Saya sendiri mulai mengenal kegiatan arisan ini dari Mama saya. Sejak saya kecil, sampai detik ini, Mama saya masih doyan ikutan arisan. Ada arisan RW, ada arisan RT, ada juga arisan ibu-ibu pengajian. Bentuk arisannya juga nggak nggak cuma uang, melainkan berupa barang alat rumah tangga. Kalau kata Mama saya, sih, arisan produk rumah tangga seperti ini lebih bermanfaat karena bisa langsung dipakai. Berbeda dengan uang, yang terkadang tidak jelas ‘larinya’ ke mana.

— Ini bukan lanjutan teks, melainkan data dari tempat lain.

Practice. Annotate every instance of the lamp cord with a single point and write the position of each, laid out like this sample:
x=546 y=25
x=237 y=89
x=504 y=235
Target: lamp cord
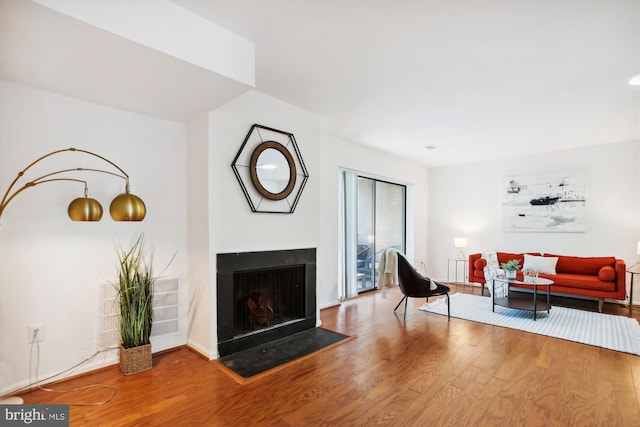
x=36 y=344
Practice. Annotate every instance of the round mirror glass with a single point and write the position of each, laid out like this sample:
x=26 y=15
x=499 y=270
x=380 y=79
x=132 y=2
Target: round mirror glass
x=272 y=169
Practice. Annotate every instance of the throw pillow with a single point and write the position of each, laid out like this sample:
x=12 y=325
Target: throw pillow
x=480 y=264
x=543 y=265
x=489 y=275
x=607 y=274
x=492 y=259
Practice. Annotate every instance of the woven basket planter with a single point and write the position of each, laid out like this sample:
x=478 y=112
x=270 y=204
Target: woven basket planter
x=136 y=359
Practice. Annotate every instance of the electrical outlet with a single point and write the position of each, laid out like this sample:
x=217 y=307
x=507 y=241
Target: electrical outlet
x=36 y=333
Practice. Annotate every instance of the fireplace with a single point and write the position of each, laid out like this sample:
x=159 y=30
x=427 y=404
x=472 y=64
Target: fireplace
x=263 y=296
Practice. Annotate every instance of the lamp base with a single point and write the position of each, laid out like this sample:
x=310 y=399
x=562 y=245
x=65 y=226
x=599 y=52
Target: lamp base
x=11 y=400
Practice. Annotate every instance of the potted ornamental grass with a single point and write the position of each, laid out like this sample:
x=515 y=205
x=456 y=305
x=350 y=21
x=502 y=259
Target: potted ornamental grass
x=510 y=268
x=135 y=300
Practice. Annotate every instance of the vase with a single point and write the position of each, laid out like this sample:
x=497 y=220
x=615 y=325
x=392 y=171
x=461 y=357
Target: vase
x=135 y=359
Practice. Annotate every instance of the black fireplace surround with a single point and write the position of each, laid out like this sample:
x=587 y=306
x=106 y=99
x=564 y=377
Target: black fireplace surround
x=263 y=296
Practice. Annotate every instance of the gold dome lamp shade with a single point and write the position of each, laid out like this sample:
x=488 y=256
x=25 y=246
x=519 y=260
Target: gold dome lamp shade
x=85 y=209
x=127 y=207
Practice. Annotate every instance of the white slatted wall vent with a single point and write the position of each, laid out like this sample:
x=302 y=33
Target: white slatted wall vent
x=165 y=312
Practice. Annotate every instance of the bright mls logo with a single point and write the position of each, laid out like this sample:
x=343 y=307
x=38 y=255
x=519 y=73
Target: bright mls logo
x=36 y=415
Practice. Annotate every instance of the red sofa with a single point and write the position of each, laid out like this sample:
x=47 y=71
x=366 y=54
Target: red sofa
x=599 y=277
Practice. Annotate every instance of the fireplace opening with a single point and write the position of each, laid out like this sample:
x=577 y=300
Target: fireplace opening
x=264 y=296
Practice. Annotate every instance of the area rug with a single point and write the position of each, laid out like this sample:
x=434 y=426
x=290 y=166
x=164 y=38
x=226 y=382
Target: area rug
x=266 y=357
x=602 y=330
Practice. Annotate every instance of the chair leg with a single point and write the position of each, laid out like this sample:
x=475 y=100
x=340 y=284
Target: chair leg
x=403 y=298
x=448 y=309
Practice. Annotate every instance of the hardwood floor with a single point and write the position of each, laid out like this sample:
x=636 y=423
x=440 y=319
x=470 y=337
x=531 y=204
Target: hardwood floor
x=422 y=371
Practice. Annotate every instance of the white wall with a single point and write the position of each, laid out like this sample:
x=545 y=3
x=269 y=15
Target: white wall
x=465 y=201
x=50 y=267
x=234 y=228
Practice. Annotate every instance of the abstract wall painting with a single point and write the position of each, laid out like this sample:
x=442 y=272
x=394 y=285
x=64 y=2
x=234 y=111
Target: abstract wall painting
x=545 y=202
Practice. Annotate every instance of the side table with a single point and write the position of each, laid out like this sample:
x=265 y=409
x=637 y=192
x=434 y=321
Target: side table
x=456 y=262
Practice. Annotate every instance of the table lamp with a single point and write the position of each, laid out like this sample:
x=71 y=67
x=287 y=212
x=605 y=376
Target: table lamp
x=460 y=243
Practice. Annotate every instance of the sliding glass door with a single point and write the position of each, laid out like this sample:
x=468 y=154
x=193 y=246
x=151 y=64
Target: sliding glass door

Saya jadi ingat, nggak lama setelah menikah saya sempat ikutan finansial check up bersama Aidil Akbar dengan beberapa rekan jurnalis lainnya, waktu itu salah satu financial planner-nya sempat bilang kalau arisan sebenarnya merupakan salah satu ajang untuk bersosialisasi. Jadi, memang nggak kurang cocok kalau dijadikan sebagai alternatif menabung karena nggak ada ‘bunga’ yang diperoleh. Terlebih kalau ada yang menganggap arisan ini sebagai bentuk investasi. Biar gimana kan, dari segi 'time value of money', jumlah uang arisan yang yang dikumpulkan dalam setahun nggak akan berkembang.

arisann

Zaman sekolah dulu, saya termasuk perempuan yang doyan ikut arisan, di mana kegiatan ini saya pilih sebagai alternatif untuk menabung. Mengingat saya termasuk boros dan nggak pintar mengelola keuangan, jadi saya pikir arisan merupakan salah satu cara yang tepat untuk menyimpan uang. Dengan ikut arisan, mau nggak mau saya jadi diajarkan  untuk disiplin menyisihkan uang. Apalagi kalau ingat saat sekolah, orangtua saya memberikan jatah ongkos satu bulan sekali. Jadi saya pikir, ketimbang uangnya menguap begitu saja lebih baik saya ikut arisan.

Walaupun saat ini tujuan arisan sudah bergeser, buat saya pribadi ajang arisan memang nggak terlepas dari ajang jumpa kangen dan silaturahmi. Makanya, ketika teman-temen dekat di kampus dulu ngajakin arisan, saya menyambut dengan senang.  Di samping itu hasil uang arisan juga bisa digunakan gunakan untuk hal-hal yang bisa bikin saya dan keluarga happy.  Misalnya, nih, ketika saya punya incaran tas, jam tangan atau bahkan gadget idaman, saya bisa menggunakan menggunakan uang arisan tersebut. Uang arisan ini juga bisa dialokasikan untuk dana liburan, lho. Intinya, buat saya uang arisan saya anggap bukan suatu institusi untuk berinvestasi.

Buat saya pribadi, sih, sebelum ikutan arisan saya memang harus menentukan lebih dulu tujuan ikutan arisan. Untuk apa uang arisan tersebut? Harapannya, dengan mengetahui tujuan pengalokasian dana arisan tersebut. Dan, yang nggak kalah penting sebelum mengikuti arisan, persiapan pengalokasian dana khusus yang harus dikeluarkan secara rutin setiap bulannya hingga periode arisan usai.

Kalau Mommies yang lain bagaimana? Masih ada nggak sih yang suka ikut arisan?

arisan*Arisan juga bisa jadi ajang playdate yang seru!